Barack Obama is to keep US troops in Afghanistan beyond his departure from office in January 2017, casting aside a promise to end the war on his watch.


The US president had originally planned to pull out all but a small, embassy-based US military presence by the end of next year, but is set to announce on Thursday that 5,500 troops will remain in Afghanistan. The move follows Taliban advances, including the takeover of Kunduz late last month.


Reporters were briefed ahead of the announcement by senior Obama administration officials.


It is at least the second time that the US has had to revise its exit strategy in the face of surges by the Taliban, who, as well as temporarily taking Kunduz in the north, control large swaths of the countryside.


The US defence secretary, Ash Carter, signalled the change in a speech on Wednesday in which he said: “The narrative that we’re leaving Afghanistan is self-defeating. We’re not, we can’t and to do so would not be to take advantage of the success we’ve had to date.”


The fall of Kunduz was a major blow to the Afghan government and the US military. The US-trained Afghan army, supported by US special forces, were unable to prevent its capture. The Taliban held the city for more than two weeks,only pulling back on Tuesday.


During the fighting, the US bombed a Médecins sans Frontières hospital, killing 22 people, including 12 MSF staff and 10 patients.

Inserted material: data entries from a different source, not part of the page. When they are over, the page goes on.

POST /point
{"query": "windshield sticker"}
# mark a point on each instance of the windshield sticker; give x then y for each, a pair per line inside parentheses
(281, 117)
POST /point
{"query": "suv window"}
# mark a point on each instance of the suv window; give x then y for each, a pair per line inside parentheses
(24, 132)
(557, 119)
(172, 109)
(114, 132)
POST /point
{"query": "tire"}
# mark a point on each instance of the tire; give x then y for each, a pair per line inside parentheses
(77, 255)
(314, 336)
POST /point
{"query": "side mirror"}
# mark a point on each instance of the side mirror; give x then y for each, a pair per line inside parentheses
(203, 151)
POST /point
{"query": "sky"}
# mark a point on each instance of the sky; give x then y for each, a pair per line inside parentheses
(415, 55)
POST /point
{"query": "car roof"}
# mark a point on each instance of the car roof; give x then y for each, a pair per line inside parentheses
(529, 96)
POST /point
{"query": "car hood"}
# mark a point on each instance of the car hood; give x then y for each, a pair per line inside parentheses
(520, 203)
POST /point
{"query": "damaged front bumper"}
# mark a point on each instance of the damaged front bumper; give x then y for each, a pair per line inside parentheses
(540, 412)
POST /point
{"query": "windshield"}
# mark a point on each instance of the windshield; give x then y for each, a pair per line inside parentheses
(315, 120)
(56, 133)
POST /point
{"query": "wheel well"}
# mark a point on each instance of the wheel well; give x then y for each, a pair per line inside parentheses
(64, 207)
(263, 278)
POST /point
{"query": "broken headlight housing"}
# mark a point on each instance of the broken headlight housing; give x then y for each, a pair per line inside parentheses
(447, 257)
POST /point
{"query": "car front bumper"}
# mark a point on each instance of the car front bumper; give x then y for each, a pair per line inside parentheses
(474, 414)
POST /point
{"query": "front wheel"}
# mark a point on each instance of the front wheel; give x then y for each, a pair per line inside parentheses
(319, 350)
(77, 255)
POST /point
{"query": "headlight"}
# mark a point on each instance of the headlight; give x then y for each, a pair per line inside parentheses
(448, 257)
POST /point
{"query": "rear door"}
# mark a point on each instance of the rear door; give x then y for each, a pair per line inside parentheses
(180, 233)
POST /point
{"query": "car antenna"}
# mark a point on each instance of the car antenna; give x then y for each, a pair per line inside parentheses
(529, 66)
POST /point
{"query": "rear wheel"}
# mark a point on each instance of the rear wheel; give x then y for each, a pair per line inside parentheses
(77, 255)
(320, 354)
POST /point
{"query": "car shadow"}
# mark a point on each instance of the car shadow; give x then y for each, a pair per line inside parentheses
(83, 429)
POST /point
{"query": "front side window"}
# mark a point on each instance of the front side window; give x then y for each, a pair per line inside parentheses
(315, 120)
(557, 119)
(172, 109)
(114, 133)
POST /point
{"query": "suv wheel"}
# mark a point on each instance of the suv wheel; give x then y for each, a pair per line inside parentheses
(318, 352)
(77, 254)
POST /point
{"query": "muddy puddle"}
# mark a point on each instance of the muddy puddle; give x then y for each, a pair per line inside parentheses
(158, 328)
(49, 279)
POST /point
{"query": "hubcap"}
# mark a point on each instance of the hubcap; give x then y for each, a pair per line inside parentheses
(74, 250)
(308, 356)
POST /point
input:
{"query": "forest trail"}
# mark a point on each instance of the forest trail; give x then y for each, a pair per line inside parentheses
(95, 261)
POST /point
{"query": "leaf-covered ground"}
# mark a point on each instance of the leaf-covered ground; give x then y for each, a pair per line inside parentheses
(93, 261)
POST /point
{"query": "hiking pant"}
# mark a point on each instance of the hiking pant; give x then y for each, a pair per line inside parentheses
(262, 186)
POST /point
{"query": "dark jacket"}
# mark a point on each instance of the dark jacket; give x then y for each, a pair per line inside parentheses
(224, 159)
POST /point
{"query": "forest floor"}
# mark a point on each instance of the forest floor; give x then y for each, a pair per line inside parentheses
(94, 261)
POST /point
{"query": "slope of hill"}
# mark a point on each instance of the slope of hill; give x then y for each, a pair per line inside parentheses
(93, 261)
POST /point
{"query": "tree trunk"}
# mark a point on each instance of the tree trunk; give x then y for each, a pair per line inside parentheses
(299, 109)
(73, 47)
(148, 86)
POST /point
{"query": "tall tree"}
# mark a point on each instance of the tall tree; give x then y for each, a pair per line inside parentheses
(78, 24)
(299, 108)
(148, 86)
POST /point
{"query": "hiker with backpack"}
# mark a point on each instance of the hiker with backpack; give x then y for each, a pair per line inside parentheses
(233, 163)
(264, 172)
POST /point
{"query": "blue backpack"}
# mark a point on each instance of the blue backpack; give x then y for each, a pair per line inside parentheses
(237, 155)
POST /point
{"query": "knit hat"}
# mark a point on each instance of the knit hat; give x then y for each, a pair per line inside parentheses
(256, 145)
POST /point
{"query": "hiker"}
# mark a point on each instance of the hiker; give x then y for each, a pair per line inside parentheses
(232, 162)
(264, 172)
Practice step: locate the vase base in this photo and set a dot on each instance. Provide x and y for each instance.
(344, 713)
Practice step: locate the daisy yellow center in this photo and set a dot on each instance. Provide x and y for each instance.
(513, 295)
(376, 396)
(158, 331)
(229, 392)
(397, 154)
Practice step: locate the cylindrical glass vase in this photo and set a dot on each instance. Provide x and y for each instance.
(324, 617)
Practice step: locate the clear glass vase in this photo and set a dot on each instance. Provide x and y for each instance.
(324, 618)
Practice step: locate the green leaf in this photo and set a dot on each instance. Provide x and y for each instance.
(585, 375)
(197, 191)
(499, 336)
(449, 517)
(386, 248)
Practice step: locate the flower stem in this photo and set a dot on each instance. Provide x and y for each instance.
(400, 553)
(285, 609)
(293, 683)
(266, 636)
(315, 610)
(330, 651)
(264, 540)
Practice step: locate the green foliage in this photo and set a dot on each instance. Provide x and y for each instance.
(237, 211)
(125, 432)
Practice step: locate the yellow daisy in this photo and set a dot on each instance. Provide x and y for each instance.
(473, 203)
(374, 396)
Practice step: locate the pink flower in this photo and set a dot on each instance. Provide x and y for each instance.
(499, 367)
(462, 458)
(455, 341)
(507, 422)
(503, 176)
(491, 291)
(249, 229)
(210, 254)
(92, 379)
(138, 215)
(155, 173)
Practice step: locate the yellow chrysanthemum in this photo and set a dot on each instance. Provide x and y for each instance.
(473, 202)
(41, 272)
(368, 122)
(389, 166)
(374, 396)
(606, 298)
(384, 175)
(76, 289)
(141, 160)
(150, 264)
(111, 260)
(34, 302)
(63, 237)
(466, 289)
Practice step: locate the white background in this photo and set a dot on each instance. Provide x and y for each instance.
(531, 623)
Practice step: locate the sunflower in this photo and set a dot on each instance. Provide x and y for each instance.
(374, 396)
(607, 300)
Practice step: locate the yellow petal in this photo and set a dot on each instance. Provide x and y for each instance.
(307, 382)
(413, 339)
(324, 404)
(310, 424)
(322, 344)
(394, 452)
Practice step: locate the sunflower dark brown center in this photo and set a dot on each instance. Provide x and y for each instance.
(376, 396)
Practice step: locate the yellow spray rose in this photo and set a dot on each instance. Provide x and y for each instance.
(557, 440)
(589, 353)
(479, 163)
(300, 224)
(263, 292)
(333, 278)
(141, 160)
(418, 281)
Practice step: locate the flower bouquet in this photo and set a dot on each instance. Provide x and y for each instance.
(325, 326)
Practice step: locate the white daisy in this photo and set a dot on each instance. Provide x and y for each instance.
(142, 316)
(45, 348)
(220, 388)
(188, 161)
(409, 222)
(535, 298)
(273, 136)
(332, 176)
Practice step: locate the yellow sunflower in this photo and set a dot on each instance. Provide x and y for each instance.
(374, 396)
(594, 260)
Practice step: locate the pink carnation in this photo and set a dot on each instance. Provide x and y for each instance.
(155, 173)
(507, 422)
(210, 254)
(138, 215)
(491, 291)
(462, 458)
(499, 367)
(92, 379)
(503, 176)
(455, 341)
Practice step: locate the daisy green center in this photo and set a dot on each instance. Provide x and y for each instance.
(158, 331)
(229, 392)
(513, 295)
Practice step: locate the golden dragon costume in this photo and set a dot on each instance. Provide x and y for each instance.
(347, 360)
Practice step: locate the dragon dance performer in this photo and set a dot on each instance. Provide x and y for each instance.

Reporters were told that the present force of 9,800 US troops would remain throughout most of next year, being reduced to 5,500 in 2017. Apart from special forces on the ground with the Afghan army, most of the US troops are engaged in training roles, operating from bases in Kabul and in Kandahar in the south.


As well as the Taliban, the Obama administration has expressed concern about Islamic State fighters moving into the country and gaining recruits from within the Taliban.


The president’s decision to keep the US military in Afghanistan beyond his tenure thrusts the conflict into the 2016 presidential race. The next president will become the third US commander-in-chief to oversee the war, with the options of trying to bring it to a close, maintaining the presence as Obama left it or even ramping up US involvement in the conflict.


Until now, Afghanistan has barely factored into campaign discussions on foreign policy and was not mentioned in Tuesday’s Democratic debate. The war was discussed only briefly in two Republican debates.


Other Nato countries with troops in Afghanistan are likely to mirror the US extension.


Shukria Barakzai, an Afghan MP who has previously been critical of US plans to withdraw troops, welcomed Obama’s announcement. “It is not a choice” for the US to keep troops in Afghanistan, she said, “it is an obligation.”


She added: “The US has created a lot of problems for Afghans, ever since the Cold War, so it has a responsibility to help and support Afghans.”


Barakzai said that previous public announcements about reducing the US military presence had unwillingly bolstered the Taliban, giving the insurgents time to prepare the offensives carried out this year. Now, she said, the US needed to be clear about what exactly its troops were going to contribute to Afghanistan, with military power alone not sufficient.


“I believe the US should focus more on building the infrastructure of the Afghan economy. One main reason for the war is the poor economy,” she said.